Pierre angulaire de leur charisme, toute la dichotomie de Radio Radio réside ici. Les voyous de Cliché hot sont maintenant propres et civilisés. Même s’ils vantent les mérites d’être cargué dans un La-Z-Boy, hypnotisé par la télé, les musiciens peuvent se pencher sur les civilisations grecque, égyptienne et maya avec pertinence. "On nous a pris pour des rappeurs insolents avec notre premier disque, et nous voilà beaux gosses, bien habillés, analyse Gabriel Louis Bernard Malenfant. Le bum qui a de la classe, ça pogne toujours. Le mononcle qui arrive au mariage bien habillé et qui desserre sa cravate pour danser en fin de soirée, c’est gagnant. Nos concerts sont construits de la même manière. Au début, on monte sur scène avec nos habits, mais au fil du spectacle, on se déshabille pour finir en bedaine (voire en boxer comme lors d’un récent concert à Tadoussac)."

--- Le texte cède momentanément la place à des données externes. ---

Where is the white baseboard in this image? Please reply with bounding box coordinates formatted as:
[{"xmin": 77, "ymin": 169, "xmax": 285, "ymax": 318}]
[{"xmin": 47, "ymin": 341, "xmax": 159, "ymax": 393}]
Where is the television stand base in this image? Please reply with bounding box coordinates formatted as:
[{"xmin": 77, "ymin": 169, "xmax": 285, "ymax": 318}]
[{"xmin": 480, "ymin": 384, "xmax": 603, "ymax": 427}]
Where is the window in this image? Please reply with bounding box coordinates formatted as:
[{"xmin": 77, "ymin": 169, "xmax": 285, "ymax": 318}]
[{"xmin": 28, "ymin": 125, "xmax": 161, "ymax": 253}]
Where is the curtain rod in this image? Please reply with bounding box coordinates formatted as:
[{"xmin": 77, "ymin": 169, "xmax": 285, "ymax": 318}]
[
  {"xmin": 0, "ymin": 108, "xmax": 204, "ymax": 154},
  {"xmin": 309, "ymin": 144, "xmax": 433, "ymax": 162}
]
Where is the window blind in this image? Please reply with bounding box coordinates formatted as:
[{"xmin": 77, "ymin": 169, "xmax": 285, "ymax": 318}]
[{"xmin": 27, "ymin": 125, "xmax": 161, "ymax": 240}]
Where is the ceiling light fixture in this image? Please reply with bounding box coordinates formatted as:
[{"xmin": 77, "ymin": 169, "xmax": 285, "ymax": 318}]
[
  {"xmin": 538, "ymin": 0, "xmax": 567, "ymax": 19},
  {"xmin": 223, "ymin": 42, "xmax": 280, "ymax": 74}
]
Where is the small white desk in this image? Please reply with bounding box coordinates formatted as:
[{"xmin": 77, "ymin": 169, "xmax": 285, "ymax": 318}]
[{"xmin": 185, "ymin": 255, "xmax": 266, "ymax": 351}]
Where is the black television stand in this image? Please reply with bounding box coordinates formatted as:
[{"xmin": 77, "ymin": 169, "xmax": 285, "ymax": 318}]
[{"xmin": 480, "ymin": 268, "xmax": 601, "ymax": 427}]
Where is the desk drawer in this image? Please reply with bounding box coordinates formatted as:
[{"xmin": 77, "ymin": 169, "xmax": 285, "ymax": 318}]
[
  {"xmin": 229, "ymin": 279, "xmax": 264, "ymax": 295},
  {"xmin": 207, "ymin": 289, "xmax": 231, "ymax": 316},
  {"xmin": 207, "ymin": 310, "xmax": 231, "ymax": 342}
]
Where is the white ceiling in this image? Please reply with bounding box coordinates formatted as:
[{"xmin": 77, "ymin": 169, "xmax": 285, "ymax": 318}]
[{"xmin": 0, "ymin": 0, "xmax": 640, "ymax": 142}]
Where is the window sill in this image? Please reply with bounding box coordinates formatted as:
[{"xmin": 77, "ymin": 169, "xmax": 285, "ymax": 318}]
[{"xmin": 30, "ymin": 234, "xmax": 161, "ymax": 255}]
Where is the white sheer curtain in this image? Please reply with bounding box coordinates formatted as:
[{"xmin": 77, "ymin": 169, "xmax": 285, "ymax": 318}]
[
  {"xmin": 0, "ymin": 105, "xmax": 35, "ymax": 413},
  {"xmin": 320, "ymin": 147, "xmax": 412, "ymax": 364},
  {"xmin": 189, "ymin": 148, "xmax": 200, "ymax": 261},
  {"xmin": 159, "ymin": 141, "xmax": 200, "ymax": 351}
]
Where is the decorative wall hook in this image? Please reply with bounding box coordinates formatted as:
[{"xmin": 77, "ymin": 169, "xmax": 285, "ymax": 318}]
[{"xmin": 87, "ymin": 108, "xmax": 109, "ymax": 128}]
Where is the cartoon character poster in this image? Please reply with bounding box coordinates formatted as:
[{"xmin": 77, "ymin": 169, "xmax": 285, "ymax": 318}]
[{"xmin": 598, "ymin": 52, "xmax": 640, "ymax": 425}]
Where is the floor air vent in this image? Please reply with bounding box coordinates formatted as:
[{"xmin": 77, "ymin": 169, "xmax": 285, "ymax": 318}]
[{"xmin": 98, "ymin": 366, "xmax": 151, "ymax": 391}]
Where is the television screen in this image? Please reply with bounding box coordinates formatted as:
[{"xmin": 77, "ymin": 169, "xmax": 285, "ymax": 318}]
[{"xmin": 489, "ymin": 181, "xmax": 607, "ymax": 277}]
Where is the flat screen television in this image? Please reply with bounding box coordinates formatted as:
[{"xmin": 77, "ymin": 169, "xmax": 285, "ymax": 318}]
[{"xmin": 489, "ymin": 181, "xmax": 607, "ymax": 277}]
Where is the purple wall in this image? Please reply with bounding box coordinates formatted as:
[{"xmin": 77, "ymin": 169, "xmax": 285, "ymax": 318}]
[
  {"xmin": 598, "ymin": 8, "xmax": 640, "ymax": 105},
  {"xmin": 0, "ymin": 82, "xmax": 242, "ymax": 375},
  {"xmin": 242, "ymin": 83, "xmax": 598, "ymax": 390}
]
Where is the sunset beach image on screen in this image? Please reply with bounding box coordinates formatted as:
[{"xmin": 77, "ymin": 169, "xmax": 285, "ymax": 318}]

"Au fond, c’est une dichotomie ville versus nature, renchérit Alexandre Arthur Bilodeau. On a grandi en Acadie, dans le bois, puis on est arrivés à Montréal, dans la grande ville. On a vécu le tourbillon de la scène rap électronique, et là on cherche à se reconnecter avec la nature. Quand ça va mal en ville, on s’imagine tout seuls dans le bois ou sur le bord de la mer."